Mon moment préféré est en train d'arriver !
En moins de deux, je monte sur l'unique table et commence à me tortiller dans tous les sens. J'ai pris une boîte de médicaments qui traînait par là afin de m'en servir comme micro.
Je suis à fond dans ma chorégraphie quand j'entends un bruit étrange. Je stoppe net ma musique et observe autour de moi. Soudain, mon regard s'arrête sur une seule chose.
Il y a une caméra.
Là.
Devant moi.
Quelqu'un a donc tout vu. La honte est à son paroxysme, là. Ni une ni deux, je saute de la table, sauf que... Un adorable petit dossier me fait glisser et j'atterris sur le sol.
Et hop.
Une Rose à terre, une.
Je laisse échapper un petit gémissement, avant de laisser place aux jurons. J'ai mal à la jambe, génial. Elle n'est pas cassée, c'est certain ; je pense que c'est juste sur le coup. Il faut donc que j'attende un peu. Je laisse échapper un soupir, avant de me poser les mains sur les yeux. Cette journée est décidément la plus belle que je n'ai jamais eu.

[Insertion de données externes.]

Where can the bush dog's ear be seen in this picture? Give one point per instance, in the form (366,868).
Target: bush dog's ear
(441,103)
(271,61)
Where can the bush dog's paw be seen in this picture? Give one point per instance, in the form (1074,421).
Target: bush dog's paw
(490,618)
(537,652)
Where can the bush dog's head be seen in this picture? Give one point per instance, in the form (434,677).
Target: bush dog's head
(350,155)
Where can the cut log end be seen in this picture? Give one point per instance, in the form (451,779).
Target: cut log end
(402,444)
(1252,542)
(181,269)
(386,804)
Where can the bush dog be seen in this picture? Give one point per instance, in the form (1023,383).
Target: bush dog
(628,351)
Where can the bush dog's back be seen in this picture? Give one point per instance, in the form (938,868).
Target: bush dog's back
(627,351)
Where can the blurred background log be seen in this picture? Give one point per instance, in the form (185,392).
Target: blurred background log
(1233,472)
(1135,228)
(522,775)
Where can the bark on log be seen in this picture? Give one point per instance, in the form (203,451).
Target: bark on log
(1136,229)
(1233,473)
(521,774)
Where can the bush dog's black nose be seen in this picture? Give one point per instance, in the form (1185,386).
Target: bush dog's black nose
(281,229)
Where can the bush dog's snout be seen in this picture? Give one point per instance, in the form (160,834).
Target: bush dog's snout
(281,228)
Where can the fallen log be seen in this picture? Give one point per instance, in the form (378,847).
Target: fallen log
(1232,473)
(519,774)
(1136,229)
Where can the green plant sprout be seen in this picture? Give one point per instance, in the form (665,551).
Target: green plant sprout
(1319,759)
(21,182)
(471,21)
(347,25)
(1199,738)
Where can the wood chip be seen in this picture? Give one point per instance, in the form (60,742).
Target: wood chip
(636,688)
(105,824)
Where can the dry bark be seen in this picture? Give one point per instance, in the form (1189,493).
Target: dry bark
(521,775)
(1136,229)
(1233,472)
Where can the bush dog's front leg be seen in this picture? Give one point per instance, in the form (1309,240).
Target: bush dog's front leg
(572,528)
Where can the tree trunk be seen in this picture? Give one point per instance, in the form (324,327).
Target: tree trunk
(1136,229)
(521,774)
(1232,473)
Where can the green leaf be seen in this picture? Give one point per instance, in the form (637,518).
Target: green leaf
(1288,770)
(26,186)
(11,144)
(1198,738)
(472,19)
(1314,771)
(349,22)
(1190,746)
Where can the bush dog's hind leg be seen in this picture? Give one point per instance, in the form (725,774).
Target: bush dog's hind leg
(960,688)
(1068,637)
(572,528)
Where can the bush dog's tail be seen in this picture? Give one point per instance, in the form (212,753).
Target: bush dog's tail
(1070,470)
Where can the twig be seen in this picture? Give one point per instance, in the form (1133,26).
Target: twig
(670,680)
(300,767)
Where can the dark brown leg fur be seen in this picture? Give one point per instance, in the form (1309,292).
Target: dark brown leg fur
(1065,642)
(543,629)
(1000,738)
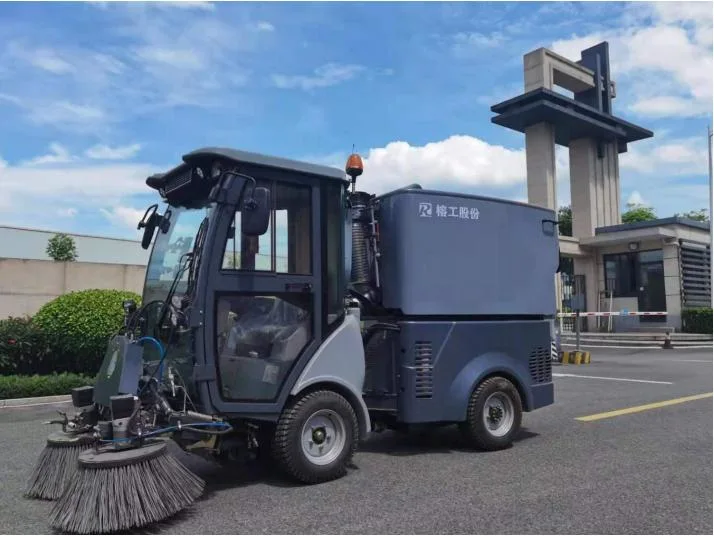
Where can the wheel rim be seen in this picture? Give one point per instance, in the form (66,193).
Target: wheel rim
(498,414)
(323,437)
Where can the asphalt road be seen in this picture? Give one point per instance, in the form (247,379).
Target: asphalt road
(643,472)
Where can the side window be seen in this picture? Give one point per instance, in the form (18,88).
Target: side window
(286,245)
(334,229)
(293,226)
(258,340)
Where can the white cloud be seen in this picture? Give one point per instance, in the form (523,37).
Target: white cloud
(152,56)
(465,43)
(636,198)
(265,26)
(666,64)
(49,61)
(669,106)
(58,155)
(31,188)
(104,152)
(63,112)
(171,57)
(67,212)
(123,216)
(674,157)
(459,161)
(326,75)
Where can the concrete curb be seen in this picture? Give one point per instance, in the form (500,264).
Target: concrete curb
(36,401)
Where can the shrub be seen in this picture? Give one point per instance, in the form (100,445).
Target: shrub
(697,320)
(79,324)
(30,386)
(23,348)
(61,248)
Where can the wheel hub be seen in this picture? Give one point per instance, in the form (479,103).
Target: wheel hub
(323,437)
(498,414)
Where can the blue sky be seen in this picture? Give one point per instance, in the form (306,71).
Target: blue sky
(95,96)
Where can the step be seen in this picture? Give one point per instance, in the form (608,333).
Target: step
(640,336)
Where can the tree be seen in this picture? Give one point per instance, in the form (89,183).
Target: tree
(636,213)
(61,248)
(565,220)
(696,215)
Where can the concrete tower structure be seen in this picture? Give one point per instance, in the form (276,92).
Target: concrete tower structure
(584,123)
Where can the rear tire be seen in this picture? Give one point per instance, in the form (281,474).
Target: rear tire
(316,437)
(494,414)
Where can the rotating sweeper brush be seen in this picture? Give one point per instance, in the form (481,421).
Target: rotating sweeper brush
(114,490)
(110,468)
(58,460)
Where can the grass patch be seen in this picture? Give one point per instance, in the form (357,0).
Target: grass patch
(16,386)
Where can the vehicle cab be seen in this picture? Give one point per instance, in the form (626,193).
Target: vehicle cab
(246,276)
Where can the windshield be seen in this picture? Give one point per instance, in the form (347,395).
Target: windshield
(167,257)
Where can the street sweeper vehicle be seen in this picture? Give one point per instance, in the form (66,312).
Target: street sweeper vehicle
(286,313)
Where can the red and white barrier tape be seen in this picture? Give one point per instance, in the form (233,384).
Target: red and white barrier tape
(616,313)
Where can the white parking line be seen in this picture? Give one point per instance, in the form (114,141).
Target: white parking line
(563,375)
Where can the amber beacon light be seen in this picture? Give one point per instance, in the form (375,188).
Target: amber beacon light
(354,167)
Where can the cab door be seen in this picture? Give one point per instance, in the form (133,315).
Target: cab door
(263,300)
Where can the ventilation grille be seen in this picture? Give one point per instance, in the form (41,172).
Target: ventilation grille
(540,365)
(695,265)
(423,370)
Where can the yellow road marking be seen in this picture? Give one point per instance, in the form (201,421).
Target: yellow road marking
(645,407)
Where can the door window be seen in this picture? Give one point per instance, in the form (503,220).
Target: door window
(258,340)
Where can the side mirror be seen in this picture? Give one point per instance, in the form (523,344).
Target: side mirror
(149,228)
(255,213)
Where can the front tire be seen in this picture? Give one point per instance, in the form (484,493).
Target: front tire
(494,415)
(316,437)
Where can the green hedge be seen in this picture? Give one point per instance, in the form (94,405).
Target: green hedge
(79,324)
(697,320)
(30,386)
(24,348)
(68,334)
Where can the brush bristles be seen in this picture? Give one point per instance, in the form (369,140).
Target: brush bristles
(101,500)
(54,469)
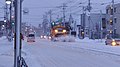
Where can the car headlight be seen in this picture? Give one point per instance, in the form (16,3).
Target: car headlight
(64,31)
(41,36)
(113,43)
(56,31)
(45,36)
(49,37)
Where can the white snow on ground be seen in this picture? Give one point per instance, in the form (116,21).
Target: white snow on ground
(6,53)
(44,53)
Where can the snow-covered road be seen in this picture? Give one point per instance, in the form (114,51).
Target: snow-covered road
(44,53)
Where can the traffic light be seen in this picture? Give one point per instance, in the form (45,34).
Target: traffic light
(53,23)
(111,22)
(82,33)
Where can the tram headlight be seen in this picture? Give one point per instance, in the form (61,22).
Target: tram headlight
(64,31)
(56,31)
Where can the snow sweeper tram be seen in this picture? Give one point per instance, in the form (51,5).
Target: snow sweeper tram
(60,33)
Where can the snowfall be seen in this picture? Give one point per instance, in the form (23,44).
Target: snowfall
(45,53)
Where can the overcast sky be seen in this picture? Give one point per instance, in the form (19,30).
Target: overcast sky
(37,8)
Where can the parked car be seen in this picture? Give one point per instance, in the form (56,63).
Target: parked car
(112,42)
(45,37)
(31,38)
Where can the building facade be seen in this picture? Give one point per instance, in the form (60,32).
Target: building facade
(113,19)
(94,26)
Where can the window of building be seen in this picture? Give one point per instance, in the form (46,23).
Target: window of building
(115,20)
(115,10)
(103,23)
(111,11)
(106,11)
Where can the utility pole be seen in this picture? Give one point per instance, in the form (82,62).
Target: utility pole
(64,7)
(101,29)
(17,45)
(50,14)
(89,9)
(113,33)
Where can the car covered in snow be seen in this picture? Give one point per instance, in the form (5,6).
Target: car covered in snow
(112,42)
(45,37)
(31,37)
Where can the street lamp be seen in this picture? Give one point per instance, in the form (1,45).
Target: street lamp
(8,2)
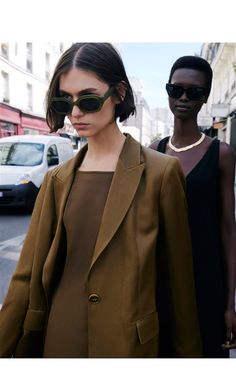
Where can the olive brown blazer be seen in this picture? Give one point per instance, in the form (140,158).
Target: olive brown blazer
(143,234)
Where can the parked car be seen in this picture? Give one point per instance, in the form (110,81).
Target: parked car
(24,160)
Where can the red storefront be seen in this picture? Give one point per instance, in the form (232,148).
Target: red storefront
(13,121)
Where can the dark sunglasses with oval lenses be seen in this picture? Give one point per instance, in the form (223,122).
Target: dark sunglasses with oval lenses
(88,103)
(192,93)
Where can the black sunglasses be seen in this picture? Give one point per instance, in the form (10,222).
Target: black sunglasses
(87,103)
(192,93)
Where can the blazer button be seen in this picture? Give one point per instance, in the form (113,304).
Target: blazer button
(94,298)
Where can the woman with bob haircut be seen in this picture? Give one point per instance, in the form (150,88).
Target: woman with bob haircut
(108,230)
(209,167)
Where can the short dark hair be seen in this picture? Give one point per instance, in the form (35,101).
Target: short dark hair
(196,63)
(100,58)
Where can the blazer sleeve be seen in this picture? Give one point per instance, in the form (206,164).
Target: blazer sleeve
(179,328)
(16,302)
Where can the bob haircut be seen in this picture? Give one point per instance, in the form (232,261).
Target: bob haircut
(196,63)
(106,63)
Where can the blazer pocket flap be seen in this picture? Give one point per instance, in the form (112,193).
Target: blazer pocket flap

Cinq minutes et des jurons plus tard, la porte s'ouvre d'un coup. J'ouvre directement les yeux pour apercevoir l'homme airbag ? Il me dévisage longuement, un sourire aux lèvres.
Euh.
Pourquoi il sourit ?
Il s'avance ensuite vers moi et pose un genou à terre.
– Comme on se retrouve... dit-il tout souriant.
— Génial...
– Tu, ou je devrais dire « vous », voulez-vous de l'aide ? demande-t-il en me tendant la main.
Je l'aurais bien refusé mais après tout, il fallait bien que quelqu'un m'aide à me relever. Même si c'est cet homme. Je prends donc sa main, mais étrangement un truc pas normal se déclenche dans mon corps. C'est bizarre ça.
– Vous comptez encore me tenir la main longtemps ou... reprend sa voix.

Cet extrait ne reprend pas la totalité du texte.